Typically, web search engines have two types of web pages—one type for entering criteria and another type for displaying results. The criteria page can sometimes be very simple—a single text box feeding a single table in the database. Sometimes, you may have a web page with a number of objects (such as text boxes, list boxes, and checkboxes) that correspond to different fields in different tables. Potentially, all recordset (table) fields could be exposed as criteria fields. A user can use a single field or multiple fields to specify the criteria. I call such pages and corresponding queries quick and full (or advanced), respectively.
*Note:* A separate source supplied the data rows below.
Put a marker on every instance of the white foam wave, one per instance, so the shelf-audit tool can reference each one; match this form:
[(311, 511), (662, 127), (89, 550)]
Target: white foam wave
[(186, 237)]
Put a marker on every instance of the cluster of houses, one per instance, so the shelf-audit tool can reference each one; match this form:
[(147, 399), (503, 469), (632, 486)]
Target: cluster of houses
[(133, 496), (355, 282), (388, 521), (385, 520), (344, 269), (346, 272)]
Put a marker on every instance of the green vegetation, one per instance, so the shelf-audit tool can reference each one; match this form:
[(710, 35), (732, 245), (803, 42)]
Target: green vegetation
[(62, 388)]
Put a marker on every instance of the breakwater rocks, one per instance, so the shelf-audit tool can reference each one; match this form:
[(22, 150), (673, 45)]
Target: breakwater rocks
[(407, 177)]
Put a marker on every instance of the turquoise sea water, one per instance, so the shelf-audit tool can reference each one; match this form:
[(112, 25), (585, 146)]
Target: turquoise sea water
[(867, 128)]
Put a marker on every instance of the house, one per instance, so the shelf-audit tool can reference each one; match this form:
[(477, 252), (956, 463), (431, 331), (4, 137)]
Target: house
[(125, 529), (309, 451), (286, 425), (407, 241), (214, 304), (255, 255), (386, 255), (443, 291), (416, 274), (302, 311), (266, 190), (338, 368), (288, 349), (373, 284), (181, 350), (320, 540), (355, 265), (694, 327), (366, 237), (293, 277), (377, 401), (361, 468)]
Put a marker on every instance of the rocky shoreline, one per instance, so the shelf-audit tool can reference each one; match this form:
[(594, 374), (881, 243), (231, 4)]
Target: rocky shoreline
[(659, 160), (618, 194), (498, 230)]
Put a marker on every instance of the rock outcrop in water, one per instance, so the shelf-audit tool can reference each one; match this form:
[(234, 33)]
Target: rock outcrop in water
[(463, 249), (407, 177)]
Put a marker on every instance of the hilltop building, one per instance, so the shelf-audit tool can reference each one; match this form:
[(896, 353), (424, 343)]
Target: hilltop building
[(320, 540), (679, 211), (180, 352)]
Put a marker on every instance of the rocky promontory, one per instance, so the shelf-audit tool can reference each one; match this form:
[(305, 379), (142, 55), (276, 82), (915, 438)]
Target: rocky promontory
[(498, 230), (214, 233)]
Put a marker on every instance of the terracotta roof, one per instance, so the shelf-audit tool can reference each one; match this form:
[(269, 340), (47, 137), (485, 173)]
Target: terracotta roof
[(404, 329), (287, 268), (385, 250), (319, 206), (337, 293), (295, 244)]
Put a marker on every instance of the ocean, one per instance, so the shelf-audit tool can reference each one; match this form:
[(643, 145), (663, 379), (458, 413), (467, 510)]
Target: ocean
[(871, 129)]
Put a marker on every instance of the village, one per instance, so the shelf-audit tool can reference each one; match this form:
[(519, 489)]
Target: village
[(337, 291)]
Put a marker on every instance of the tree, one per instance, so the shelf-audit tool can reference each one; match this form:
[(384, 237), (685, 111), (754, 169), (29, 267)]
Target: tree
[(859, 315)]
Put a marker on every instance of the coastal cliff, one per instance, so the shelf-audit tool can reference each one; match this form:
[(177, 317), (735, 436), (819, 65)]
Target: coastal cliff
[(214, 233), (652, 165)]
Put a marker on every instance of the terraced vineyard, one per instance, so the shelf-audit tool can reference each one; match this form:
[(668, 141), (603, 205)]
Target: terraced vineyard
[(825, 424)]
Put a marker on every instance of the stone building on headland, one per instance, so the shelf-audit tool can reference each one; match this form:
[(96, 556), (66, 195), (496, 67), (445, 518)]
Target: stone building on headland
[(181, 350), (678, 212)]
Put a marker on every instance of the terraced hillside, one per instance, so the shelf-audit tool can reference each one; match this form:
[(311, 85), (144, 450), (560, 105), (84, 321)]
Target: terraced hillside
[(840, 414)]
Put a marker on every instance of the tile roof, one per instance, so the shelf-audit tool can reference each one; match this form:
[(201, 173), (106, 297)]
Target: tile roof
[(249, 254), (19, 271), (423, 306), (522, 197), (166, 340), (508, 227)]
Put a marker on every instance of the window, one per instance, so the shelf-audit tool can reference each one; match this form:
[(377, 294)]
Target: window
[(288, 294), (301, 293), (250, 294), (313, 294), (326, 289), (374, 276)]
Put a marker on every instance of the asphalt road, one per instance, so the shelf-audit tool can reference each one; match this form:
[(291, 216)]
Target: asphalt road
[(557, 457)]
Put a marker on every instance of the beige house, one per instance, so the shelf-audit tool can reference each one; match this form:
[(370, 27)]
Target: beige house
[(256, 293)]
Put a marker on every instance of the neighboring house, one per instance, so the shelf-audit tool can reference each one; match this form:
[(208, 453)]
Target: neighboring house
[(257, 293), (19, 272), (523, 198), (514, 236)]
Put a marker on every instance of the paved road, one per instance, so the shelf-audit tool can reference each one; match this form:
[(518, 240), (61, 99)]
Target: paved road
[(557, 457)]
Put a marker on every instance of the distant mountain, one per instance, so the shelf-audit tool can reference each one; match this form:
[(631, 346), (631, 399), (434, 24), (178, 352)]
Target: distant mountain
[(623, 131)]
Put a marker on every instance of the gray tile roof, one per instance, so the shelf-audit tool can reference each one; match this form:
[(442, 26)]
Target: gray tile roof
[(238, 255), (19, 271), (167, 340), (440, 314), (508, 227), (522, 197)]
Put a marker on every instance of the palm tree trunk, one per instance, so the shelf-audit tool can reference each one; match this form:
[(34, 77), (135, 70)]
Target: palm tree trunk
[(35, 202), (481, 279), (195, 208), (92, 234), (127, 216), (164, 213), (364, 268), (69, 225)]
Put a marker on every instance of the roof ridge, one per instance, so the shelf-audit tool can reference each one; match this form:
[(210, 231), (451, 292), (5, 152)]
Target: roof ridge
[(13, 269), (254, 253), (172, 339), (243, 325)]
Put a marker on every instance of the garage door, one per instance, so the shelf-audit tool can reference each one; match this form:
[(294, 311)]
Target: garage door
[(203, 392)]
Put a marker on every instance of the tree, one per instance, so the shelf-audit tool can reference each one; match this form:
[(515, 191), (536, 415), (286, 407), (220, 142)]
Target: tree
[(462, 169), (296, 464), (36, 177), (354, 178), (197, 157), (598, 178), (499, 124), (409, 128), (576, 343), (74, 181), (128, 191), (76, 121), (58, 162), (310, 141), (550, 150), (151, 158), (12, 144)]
The quick criteria page is naturally implemented in SQL Server as a stored procedure with one parameter. In the case of full criteria, the fact that users can specify values for an unknown number of fields, unsurprisingly, leads developers to implement it as a dynamically assembled ad hoc query joining a large number of normalized tables. To illustrate this in the Asset5 database, I have created a query against Inventory and other associated tables:
SELECT Inventoryid, Make, Model, EqType, Location, FirstName, LastName, AcquisitionType, Address, City, Provinceld, Country, Phone, Fax, Email, UserName, OrgUnit from dbo.Inventory Inventory inner join dbo.Contact Contact on Inventory.OwnerId = Contact.ContactId inner join dbo.Location Location on Inventory.LocationId = Location.LocationId inner join dbo.AcquisitionType AcquisitionType on AcquisitionType.AcquisitionTypeId = Inventory.AcquisitionTypeId inner join dbo.Equipment Equipment on Equipment.EqId = Inventory.EqId inner join dbo.EqType EqType on Equipment.EqTypeId = EqType.EqTypeId inner join dbo.OrgUnit OrgUnit on Contact.OrgUnitId = OrgUnit.OrgUnitId where Make = 'Compaq' And EqType = 'Storage Array' order by Country, ProvinceId, City, Location
In the real world, such a query may be designed to run against more tables—I have seen solutions with 20 or more joined tables. Such a design might look elegant during development if it is tested by only a couple of users using only a small number of records per table. Unfortunately, in production, an application will work against tables with thousands (or millions) of records and will have to serve dozens (or hundreds) of concurrent users.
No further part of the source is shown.